Among BYU’s student wellness classes, martial arts class SWELL 141 creates a strengthening environment for students.

Michael Pease, CEO and marketing director at Champion Grappler, coaches the class. Pease has practiced a variety of martial arts throughout his career but chooses to focus his instruction at BYU on the grappling art of jiu-jitsu.

“Kickboxing and karate are striking arts, which I have the utmost respect for. But the reality is, the grappling side, without a doubt, is the foundation of hand-to-hand combat,” Pease said.

Pease said a good grappling foundation prepares students to go into anything from law enforcement to participating in martial arts competitions.

“Whatever else they want to do, it’s easier to learn and more effective,” he said.

Training BYU students for more than two decades has enabled Pease to polish and adjust his teaching, making it more accessible for students at all levels, he said.

Whether they are fresh beginners or well-beaten pros, Pease said the basics he teaches are something all students need and can build upon.

“The foundational stuff that we teach isn’t stuff that just you kind of learn and move on to more advanced stuff,” he said. “It’s stuff that you work on and you then dive deeper into it, deeper into it and get a better understanding.”

BYU student Alaina Jones finds Pease’s instruction applicable to many situations and said taking the class a second time has increased her confidence and security levels.

“I don’t feel as nervous walking home by myself. And also there’s like a really good community here,” she said.

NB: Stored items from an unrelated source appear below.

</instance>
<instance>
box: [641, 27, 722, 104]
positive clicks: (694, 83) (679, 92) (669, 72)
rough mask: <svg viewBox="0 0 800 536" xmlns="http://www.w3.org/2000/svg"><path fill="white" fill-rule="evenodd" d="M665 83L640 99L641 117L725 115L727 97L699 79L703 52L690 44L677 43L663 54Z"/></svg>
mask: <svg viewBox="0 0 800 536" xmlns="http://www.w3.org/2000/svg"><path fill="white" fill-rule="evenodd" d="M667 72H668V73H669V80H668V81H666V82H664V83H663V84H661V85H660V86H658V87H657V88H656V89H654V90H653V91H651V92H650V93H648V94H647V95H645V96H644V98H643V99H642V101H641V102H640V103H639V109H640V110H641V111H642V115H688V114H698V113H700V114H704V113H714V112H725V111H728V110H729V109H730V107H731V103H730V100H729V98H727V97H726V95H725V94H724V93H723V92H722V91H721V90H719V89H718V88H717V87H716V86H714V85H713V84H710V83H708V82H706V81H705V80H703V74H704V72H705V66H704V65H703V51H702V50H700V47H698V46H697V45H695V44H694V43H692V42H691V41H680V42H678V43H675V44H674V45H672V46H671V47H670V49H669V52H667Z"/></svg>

The class invites students to give each other constructive feedback, encouraging them to develop friendships and technique as they train, Jones said.

“It’s a great environment — lots of learning, lots of friendly, awesome, intense competition, lots of good friendships,” BYU student Ammon Richards said.

Richards practiced wrestling and other martial arts growing up. He said that aside from the class’ friendly, yet competitive environment, training offers him another way of seeing life’s obstacles.

“It’s hard in such a good way … and you got to be okay with being awkward and uncomfortable, because on the other side of that is progress, growth and lots and lots of fun,” he said.

Both Richards and Jones said future students should expect and appreciate initial failure, as the wrestle for success will give them greater growth. 

“The sooner you just accept the fact that you’re going to suck for a while, the faster you can learn the technique and improve and then get back up,” Jones said.